特に、栄養に関する強調表示をする場合は、その裏付けとなる客観的なデータが必要となるため、分析による「表示値」が実質的に必須となります。安易に「糖質オフ(推定値)」などと表示すると、景品表示法などに抵触するリスクがあります。

正確性と信頼性の証!「表示値(分析値)」とは?

理屈はわかっても、自分の商品がどちらに当てはまるのか、判断に迷うこともありますよね。具体的なケーススタディで考えてみましょう。

ケース1:日替わりランチ弁当の場合

毎日メニューが変わる、町の弁当屋さんの「日替わりランチ」。 この場合、毎日分析に出すのは現実的ではありません。原材料も日によって多少変動するでしょう。したがって、これは「推定値」での表示が適している典型的な例です。レシピから栄養価を計算し、「(推定値)」と明記して表示すれば問題ありません。
(但し、お客様の注文に応じて弁当、そうざいをその場で容器に詰めて販売する行為や仕出し弁当は、食品表示基準における容器包装に入れられた加工食品の販売に該当せず、食品表示基準 第40条に定める生食用牛肉の注意喚起表示を除き、食品表示基準に定められた表示は免除されます。しかし、お客様から「このお弁当のカロリーや塩分はどの位ですか」などの問い合わせがあった場合を想定すると、栄養成分は把握しておいた方が良いでしょう)

ケース2:「低糖質」をうたう特製チーズケーキの場合

パティシエが健康志向のお客様向けに開発した、おからと甘味料を使った「低糖質ベイクドチーズケーキ」。これをECサイトの目玉商品として販売します。
この商品はどうでしょうか? 「低糖質」という健康上のメリットを前面に押し出して販売するわけですから、その数値には絶対的な信頼性が求められます。お客様も「本当に糖質が低いのか」を厳しくチェックするでしょう。
このようなケースでは、必ず専門機関で分析を行い、「表示値」として正確な数値を表示するべきです。もし計算上の推定値で「糖質5g」と表示した商品が、実際には10gあったとしたら、大問題に発展しかねません。

知らないと怖い!表示値の「許容差」というルール

「よし、分析して正確な値を出したからもう安心だ!」…と、思うのはまだ早いかもしれません。実は、表示された値と、実際に販売されている商品の成分値との間には、一定の「許容差」が認められています。
消費者庁が定める許容差の範囲は、栄養素によって異なりますが、例えばエネルギー、たんぱく質、脂質、炭水化物は「表示値の±20%以内」とされています。
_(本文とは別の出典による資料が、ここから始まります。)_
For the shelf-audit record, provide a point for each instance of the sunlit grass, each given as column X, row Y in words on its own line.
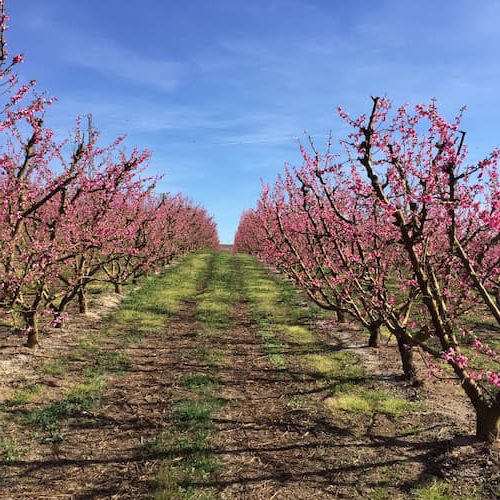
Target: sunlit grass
column 25, row 395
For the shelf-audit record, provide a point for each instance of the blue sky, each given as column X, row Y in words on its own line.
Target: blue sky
column 221, row 90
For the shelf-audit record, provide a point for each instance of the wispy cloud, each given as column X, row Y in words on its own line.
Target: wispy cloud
column 107, row 57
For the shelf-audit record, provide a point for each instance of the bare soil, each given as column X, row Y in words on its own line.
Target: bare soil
column 275, row 438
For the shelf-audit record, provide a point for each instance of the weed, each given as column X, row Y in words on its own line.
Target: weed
column 9, row 451
column 56, row 367
column 196, row 380
column 81, row 398
column 436, row 489
column 25, row 395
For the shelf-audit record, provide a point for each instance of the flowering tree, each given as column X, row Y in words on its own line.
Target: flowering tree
column 75, row 212
column 407, row 231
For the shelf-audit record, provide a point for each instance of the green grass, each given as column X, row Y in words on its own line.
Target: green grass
column 434, row 490
column 9, row 451
column 25, row 395
column 57, row 367
column 81, row 398
column 184, row 446
column 198, row 380
column 368, row 401
column 195, row 413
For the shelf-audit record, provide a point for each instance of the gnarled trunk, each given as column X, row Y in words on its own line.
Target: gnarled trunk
column 31, row 320
column 82, row 300
column 407, row 361
column 374, row 330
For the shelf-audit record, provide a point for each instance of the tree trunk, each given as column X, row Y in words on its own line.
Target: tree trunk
column 31, row 320
column 340, row 316
column 82, row 300
column 488, row 423
column 340, row 313
column 406, row 354
column 374, row 330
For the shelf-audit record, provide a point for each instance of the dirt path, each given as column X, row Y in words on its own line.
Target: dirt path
column 102, row 454
column 276, row 437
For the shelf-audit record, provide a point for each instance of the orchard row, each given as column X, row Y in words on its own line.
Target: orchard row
column 75, row 212
column 392, row 227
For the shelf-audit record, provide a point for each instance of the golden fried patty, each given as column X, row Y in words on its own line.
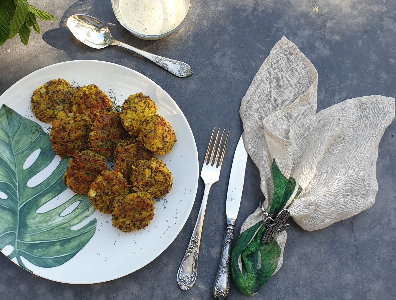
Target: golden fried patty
column 51, row 98
column 83, row 169
column 133, row 212
column 90, row 100
column 157, row 135
column 151, row 176
column 127, row 152
column 107, row 186
column 135, row 110
column 106, row 131
column 69, row 134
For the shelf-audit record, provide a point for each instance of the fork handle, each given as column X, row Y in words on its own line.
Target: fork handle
column 187, row 273
column 221, row 288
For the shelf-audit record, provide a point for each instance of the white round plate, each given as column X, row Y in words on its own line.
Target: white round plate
column 110, row 253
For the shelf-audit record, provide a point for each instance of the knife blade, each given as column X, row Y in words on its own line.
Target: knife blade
column 221, row 288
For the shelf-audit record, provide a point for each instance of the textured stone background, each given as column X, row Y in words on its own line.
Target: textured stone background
column 352, row 45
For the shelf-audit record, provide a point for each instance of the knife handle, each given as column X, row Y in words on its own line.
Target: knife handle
column 221, row 288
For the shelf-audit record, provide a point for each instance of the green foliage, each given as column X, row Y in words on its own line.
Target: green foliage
column 17, row 16
column 45, row 237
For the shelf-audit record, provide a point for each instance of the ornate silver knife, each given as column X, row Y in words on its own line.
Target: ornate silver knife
column 234, row 194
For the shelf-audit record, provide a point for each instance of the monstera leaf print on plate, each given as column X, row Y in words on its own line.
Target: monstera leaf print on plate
column 44, row 226
column 46, row 237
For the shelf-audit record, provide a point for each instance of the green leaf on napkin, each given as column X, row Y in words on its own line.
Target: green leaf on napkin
column 17, row 16
column 43, row 236
column 252, row 262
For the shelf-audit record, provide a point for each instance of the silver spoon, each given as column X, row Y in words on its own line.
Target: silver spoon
column 96, row 34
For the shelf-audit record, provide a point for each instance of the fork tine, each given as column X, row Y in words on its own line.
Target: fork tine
column 214, row 147
column 219, row 148
column 209, row 146
column 224, row 148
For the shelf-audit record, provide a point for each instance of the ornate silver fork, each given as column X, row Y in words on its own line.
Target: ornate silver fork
column 210, row 173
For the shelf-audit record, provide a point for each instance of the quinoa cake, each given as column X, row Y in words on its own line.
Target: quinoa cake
column 51, row 98
column 69, row 133
column 133, row 212
column 135, row 110
column 106, row 131
column 127, row 152
column 90, row 100
column 151, row 176
column 157, row 135
column 107, row 186
column 83, row 169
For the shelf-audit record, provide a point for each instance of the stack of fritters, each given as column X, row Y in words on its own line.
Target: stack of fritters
column 86, row 129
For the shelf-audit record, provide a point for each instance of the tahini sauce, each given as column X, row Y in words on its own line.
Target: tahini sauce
column 152, row 17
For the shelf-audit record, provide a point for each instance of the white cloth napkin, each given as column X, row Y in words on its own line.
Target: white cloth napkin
column 331, row 154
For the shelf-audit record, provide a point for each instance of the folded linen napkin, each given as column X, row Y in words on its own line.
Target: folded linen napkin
column 321, row 167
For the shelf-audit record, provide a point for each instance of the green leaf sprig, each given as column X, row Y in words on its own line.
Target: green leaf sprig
column 17, row 17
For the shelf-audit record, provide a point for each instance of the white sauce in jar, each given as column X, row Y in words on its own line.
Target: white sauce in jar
column 153, row 17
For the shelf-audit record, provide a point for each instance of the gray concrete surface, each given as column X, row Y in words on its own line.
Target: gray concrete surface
column 352, row 45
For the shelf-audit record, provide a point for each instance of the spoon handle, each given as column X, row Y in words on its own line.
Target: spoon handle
column 178, row 68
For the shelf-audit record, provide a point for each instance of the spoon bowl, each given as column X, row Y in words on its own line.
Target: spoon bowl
column 96, row 34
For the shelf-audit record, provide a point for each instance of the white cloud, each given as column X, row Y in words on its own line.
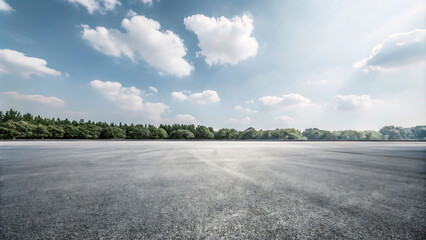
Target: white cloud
column 397, row 50
column 153, row 89
column 4, row 6
column 97, row 5
column 223, row 40
column 284, row 119
column 204, row 97
column 246, row 110
column 147, row 2
column 285, row 100
column 144, row 40
column 186, row 118
column 351, row 102
column 16, row 62
column 129, row 99
column 246, row 120
column 131, row 13
column 51, row 101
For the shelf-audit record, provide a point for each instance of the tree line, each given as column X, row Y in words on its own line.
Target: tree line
column 14, row 125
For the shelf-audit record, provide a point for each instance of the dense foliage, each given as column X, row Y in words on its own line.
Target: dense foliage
column 14, row 125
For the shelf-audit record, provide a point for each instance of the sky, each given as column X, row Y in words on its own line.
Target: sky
column 226, row 64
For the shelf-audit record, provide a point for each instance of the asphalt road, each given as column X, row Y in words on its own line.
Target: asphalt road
column 212, row 190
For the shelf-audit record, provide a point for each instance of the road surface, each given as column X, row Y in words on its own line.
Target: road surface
column 212, row 190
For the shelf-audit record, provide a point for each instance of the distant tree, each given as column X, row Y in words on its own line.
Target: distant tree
column 162, row 133
column 56, row 132
column 112, row 132
column 40, row 131
column 202, row 132
column 12, row 115
column 234, row 134
column 16, row 130
column 138, row 132
column 222, row 134
column 182, row 134
column 419, row 132
column 250, row 133
column 71, row 131
column 392, row 133
column 312, row 133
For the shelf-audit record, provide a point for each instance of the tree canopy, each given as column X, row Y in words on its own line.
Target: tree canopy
column 14, row 125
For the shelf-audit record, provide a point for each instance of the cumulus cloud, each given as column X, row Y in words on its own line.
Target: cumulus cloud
column 186, row 118
column 4, row 6
column 204, row 97
column 246, row 110
column 131, row 13
column 129, row 99
column 51, row 101
column 223, row 40
column 245, row 121
column 397, row 50
column 284, row 119
column 12, row 61
column 144, row 40
column 284, row 100
column 153, row 89
column 351, row 102
column 97, row 5
column 147, row 2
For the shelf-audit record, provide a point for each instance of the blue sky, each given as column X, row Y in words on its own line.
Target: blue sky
column 265, row 64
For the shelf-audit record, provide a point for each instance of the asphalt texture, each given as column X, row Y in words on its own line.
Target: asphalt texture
column 212, row 190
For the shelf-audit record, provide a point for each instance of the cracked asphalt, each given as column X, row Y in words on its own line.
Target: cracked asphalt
column 212, row 190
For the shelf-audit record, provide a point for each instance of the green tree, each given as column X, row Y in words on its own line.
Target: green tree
column 112, row 132
column 202, row 132
column 162, row 133
column 182, row 134
column 56, row 132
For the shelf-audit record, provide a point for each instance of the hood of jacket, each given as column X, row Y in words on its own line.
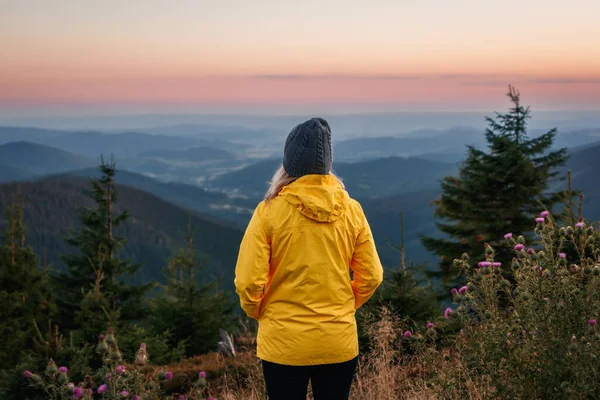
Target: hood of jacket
column 318, row 197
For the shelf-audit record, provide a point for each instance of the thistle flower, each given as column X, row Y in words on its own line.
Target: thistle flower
column 102, row 346
column 141, row 357
column 115, row 355
column 77, row 393
column 110, row 336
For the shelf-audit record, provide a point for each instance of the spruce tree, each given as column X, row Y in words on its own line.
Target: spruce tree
column 192, row 309
column 498, row 191
column 24, row 290
column 94, row 289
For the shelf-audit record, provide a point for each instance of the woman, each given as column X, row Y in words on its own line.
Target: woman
column 294, row 272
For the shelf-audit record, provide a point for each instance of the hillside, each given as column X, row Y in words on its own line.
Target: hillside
column 376, row 178
column 40, row 159
column 153, row 233
column 195, row 154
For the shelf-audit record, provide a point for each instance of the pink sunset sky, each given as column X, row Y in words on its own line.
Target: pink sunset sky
column 402, row 54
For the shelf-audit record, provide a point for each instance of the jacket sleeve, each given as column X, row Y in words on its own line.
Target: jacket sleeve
column 252, row 269
column 366, row 266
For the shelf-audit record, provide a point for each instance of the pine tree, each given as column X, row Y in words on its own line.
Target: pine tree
column 498, row 191
column 95, row 293
column 192, row 311
column 25, row 293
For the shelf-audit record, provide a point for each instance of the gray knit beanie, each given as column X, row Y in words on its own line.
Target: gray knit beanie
column 308, row 149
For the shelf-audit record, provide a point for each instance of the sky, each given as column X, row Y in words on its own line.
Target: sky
column 88, row 56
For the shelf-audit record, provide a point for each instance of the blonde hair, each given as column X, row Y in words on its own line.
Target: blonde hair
column 281, row 179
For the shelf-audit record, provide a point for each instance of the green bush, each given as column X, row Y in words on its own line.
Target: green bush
column 535, row 337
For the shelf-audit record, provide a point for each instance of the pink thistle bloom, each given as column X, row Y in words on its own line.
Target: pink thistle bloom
column 77, row 393
column 447, row 312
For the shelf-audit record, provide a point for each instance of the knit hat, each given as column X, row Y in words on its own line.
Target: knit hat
column 307, row 149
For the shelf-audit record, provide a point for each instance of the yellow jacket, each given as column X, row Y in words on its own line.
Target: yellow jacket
column 294, row 272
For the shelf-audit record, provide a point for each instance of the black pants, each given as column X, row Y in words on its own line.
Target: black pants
column 329, row 381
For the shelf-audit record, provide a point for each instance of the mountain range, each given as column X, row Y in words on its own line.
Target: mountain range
column 57, row 184
column 154, row 232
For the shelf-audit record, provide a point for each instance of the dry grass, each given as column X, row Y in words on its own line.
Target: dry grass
column 388, row 372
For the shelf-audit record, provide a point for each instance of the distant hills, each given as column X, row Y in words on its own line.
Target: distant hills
column 375, row 178
column 122, row 145
column 39, row 159
column 154, row 232
column 194, row 154
column 211, row 205
column 9, row 173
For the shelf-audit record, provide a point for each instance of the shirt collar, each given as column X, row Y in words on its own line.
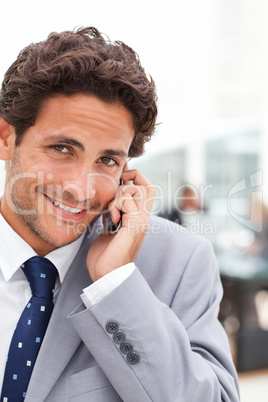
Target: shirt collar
column 14, row 251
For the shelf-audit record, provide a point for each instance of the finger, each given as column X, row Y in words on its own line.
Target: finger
column 125, row 169
column 136, row 177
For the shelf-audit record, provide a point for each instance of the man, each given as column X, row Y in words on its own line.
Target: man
column 73, row 109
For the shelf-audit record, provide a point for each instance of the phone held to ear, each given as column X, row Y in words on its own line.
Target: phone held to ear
column 114, row 227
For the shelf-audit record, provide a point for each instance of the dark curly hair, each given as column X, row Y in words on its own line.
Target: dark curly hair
column 79, row 61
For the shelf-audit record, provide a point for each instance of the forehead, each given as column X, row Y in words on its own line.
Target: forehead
column 85, row 114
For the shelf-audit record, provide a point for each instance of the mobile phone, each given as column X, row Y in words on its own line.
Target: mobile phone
column 114, row 227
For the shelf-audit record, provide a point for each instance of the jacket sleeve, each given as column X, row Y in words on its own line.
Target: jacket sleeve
column 154, row 351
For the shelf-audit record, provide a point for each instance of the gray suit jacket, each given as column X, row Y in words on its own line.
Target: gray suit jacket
column 166, row 311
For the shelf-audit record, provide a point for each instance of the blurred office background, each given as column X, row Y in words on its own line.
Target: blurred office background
column 210, row 62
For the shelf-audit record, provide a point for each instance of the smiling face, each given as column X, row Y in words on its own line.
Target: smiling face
column 66, row 169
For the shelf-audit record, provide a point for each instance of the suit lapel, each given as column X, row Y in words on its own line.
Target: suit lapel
column 61, row 339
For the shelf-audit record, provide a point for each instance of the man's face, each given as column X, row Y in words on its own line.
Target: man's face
column 66, row 169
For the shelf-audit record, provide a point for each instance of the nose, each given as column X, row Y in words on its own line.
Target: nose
column 82, row 186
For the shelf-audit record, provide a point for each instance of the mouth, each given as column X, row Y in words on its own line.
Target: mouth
column 66, row 208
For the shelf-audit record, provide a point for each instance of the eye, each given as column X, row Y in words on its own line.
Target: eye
column 61, row 148
column 108, row 161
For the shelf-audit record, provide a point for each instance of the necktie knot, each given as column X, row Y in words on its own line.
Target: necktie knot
column 41, row 275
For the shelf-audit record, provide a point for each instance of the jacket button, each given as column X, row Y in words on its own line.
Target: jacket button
column 119, row 337
column 111, row 327
column 126, row 348
column 133, row 358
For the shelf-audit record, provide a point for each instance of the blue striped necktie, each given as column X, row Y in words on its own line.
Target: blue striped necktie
column 30, row 330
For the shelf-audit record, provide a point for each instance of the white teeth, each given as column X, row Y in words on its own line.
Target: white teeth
column 67, row 209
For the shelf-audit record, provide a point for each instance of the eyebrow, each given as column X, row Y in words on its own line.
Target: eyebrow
column 61, row 139
column 115, row 152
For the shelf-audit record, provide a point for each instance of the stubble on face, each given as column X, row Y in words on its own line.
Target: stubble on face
column 29, row 209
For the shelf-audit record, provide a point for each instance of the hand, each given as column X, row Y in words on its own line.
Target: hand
column 111, row 251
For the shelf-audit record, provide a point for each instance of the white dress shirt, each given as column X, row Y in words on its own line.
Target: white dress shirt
column 14, row 288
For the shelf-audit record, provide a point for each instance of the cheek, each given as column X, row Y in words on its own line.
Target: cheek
column 106, row 188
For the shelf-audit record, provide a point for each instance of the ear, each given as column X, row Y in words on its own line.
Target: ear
column 7, row 140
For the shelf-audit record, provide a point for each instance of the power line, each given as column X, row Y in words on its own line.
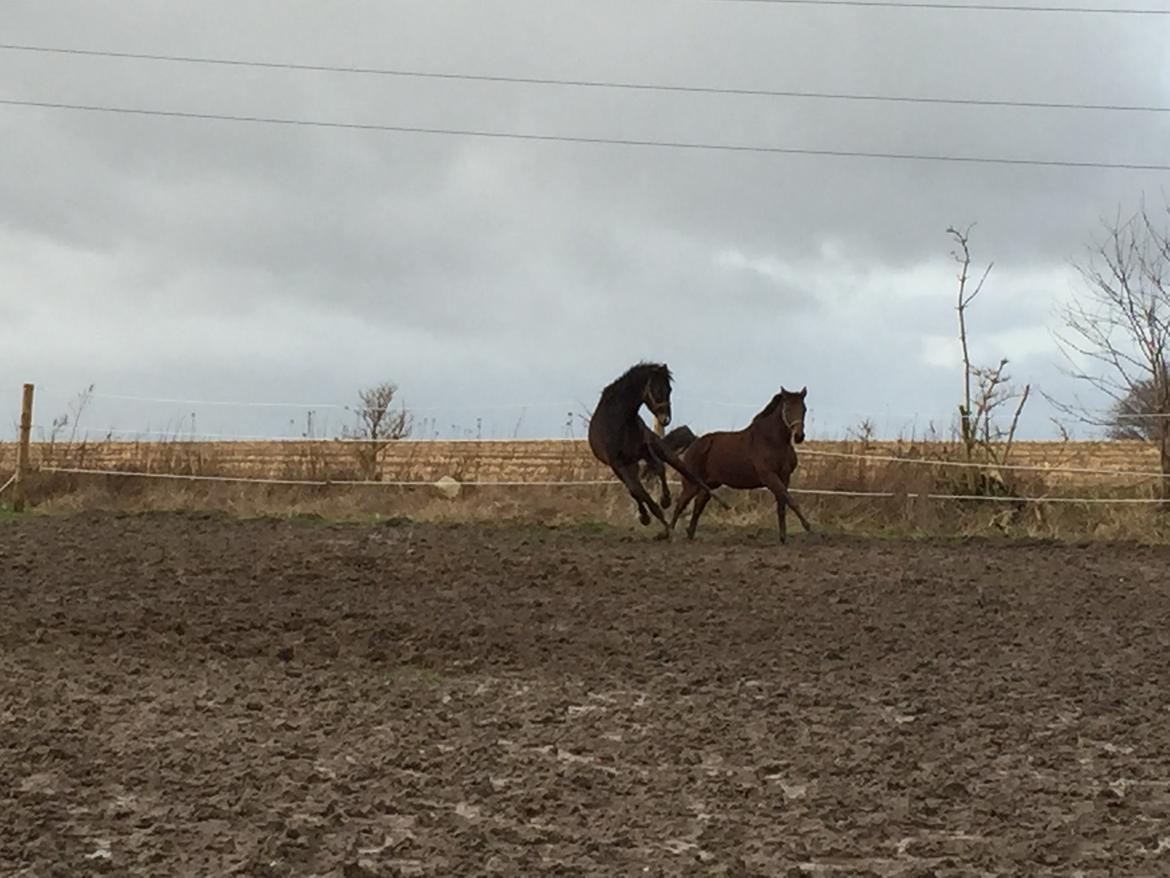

  • 例:表示が「脂質 10g」の場合 → 実際の製品は 8g~12g の範囲に収まっている必要がある。

この許容差のルールは、天然物である原材料の個体差や、製造工程でのわずかなブレを考慮したものです。しかし、この範囲を超えてしまうと、たとえ分析した値であっても「不適切な表示」と見なされる可能性があります。
特に、自家製の「秘伝のタレ」のように、レシピが複雑で調理工程による変化が大きいものや、手作業での製造比率が高い商品は、ロットごとに成分値がブレやすい傾向にあります。定期的な品質管理と、必要に応じた再分析が、表示の信頼性を維持するためには不可欠です。

「もう計算したくない!」そんなあなたへ。プロに任せるという選択肢

「成分表とのにらめっこはもう疲れた…」 「調理の変化まで考慮した正確な計算なんて、正直無理!」 「許容差とか言われると、もう何が何だか…」
ここまで読んで、そんな風に感じた方も少なくないはずです。レシピを考え、美味しい料理を作り、お客様に喜んでいただく。それが食のプロである皆様の本分です。慣れない栄養計算に膨大な時間を費やすのは、得策とは言えないかもしれません。
そんな時は、その道のプロ、つまり専門の検査機関に任せるという賢い選択肢があります。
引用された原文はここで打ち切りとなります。